Important pour le nettoyage : Un simple arrosage avec un tuyau d'arrosage ne suffit souvent pas. Les larves microscopiques de la moule sont très résistantes. Les experts conseillent de nettoyer le bateau et la remorque de manière professionnelle et à chaud lors d'un changement de plan d'eau. Seules des températures d'eau supérieures à 60°C garantissent une destruction fiable des larves. Il faut faire particulièrement attention aux endroits difficiles d'accès comme la baille à mouillage, l'eau de cale et le circuit de refroidissement du moteur.
Si vous prévoyez de transférer votre bateau dans les eaux suisses, vous devez connaître les règles strictes en vigueur chez nos voisins : Dans de nombreux cantons, il existe désormais une obligation stricte de nettoyer les bateaux qui ont séjourné auparavant dans une autre eau (comme le lac de Constance).
Sonja Meichle montre que la protection de l'environnement et les sports nautiques ne sont pas contradictoires. En tant que patronne de la plus grande marina du lac et vice-présidente de l'association fédérale des sports nautiques, elle allie passion pour les sports nautiques et responsabilité écologique. Son credo : le secteur n'attend pas les interdictions, il fournit déjà des solutions.

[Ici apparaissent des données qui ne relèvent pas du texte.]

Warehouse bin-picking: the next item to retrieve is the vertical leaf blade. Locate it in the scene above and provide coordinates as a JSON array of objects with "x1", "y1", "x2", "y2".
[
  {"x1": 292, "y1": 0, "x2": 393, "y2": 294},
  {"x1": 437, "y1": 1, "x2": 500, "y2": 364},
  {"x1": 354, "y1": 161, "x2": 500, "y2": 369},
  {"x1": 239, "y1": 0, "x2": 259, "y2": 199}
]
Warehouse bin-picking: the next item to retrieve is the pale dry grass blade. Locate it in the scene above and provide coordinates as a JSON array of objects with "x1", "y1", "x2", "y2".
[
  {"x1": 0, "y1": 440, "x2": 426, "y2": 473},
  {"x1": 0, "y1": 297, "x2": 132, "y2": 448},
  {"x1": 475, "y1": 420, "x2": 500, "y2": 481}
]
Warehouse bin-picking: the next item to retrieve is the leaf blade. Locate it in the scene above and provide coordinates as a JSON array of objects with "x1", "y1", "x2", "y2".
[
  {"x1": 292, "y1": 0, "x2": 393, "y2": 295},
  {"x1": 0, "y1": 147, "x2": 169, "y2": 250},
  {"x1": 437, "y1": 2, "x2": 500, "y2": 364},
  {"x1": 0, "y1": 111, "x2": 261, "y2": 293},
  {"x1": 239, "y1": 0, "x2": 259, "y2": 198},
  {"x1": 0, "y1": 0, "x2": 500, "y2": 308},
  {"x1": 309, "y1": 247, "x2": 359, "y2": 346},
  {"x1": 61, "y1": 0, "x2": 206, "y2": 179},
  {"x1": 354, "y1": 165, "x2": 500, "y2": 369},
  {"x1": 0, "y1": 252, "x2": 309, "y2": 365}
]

Le lac de Constance devient un précurseur en matière de propulsion propre. M. Meichle explique que la tendance pour les petits moteurs hors-bord et in-bord est depuis des années à la propulsion électrique. Pour les moteurs plus grands, des développements techniques tels que la charge bipolaire et le prolongateur d'autonomie sont encore à venir, mais les choses bougent beaucoup dans ce domaine. Pour que la transition se fasse avec succès, l'infrastructure de recharge dans les ports autour du lac est en train d'être massivement développée.
Pour tous ceux qui utilisent encore des véhicules à combustion, il existe une solution simple dont l'effet est immédiat. Meichle a confirmé à la rédaction de Yacht :
"Les trois stations-service maritimes allemandes sont déjà passées au diesel HVO synthétique".
Comme elle l'a déjà souligné dans des rapports précédents, les moteurs diesel classiques peuvent utiliser ce carburant sans problème et sans laisser de résidus. Le HVO est certifié selon la norme EN 15940 et est autorisé pour la plupart des moteurs diesel modernes sans adaptation. En attendant que l'électromobilité soit techniquement au point pour les gros moteurs, les émissions de CO2 peuvent ainsi être réduites immédiatement et massivement. Un effet secondaire qui réjouira l'équipage : L'odeur gênante du diesel dans le cockpit appartient également au passé.
On assiste également à un changement de mentalité en ce qui concerne l'antifouling. Ce qui était encore considéré avec scepticisme l'année dernière devient maintenant la norme, selon Meichle : "Les expériences faites jusqu'à présent avec l'antifouling sans biocide sont bonnes. Il est efficace - bien sûr en fonction de facteurs tels que la température de l'eau et la fréquence d'utilisation du bateau". Dans sa marina, la recommandation va clairement vers des produits sans biocides.
Alors que la Suisse mise dans de nombreux cantons sur des procédures d'enregistrement strictes et sur l'obligation de nettoyage contre la moule quagga, Meichle fait confiance à la responsabilité individuelle et aux connaissances. Selon lui, des règles rigides sont difficiles à contrôler, en particulier pour les SUP ou les petits bateaux.
Sonja Meichle en est convaincue :
Mieux vaut miser sur l'éducation et la sensibilisation pour que les gens se comportent volontairement de manière prudente. On ne va pas loin avec des règles imposées".
Votre marina devient donc un lieu d'apprentissage : lors de conférences, les skippers apprennent tout sur l'entretien écologique, l'économie d'eau potable et le bon nettoyage à chaud lors des changements de plans d'eau. L'objectif est clair : préserver le lac de Constance en tant qu'écosystème et zone de navigation, en faisant preuve de bon sens plutôt que de directives.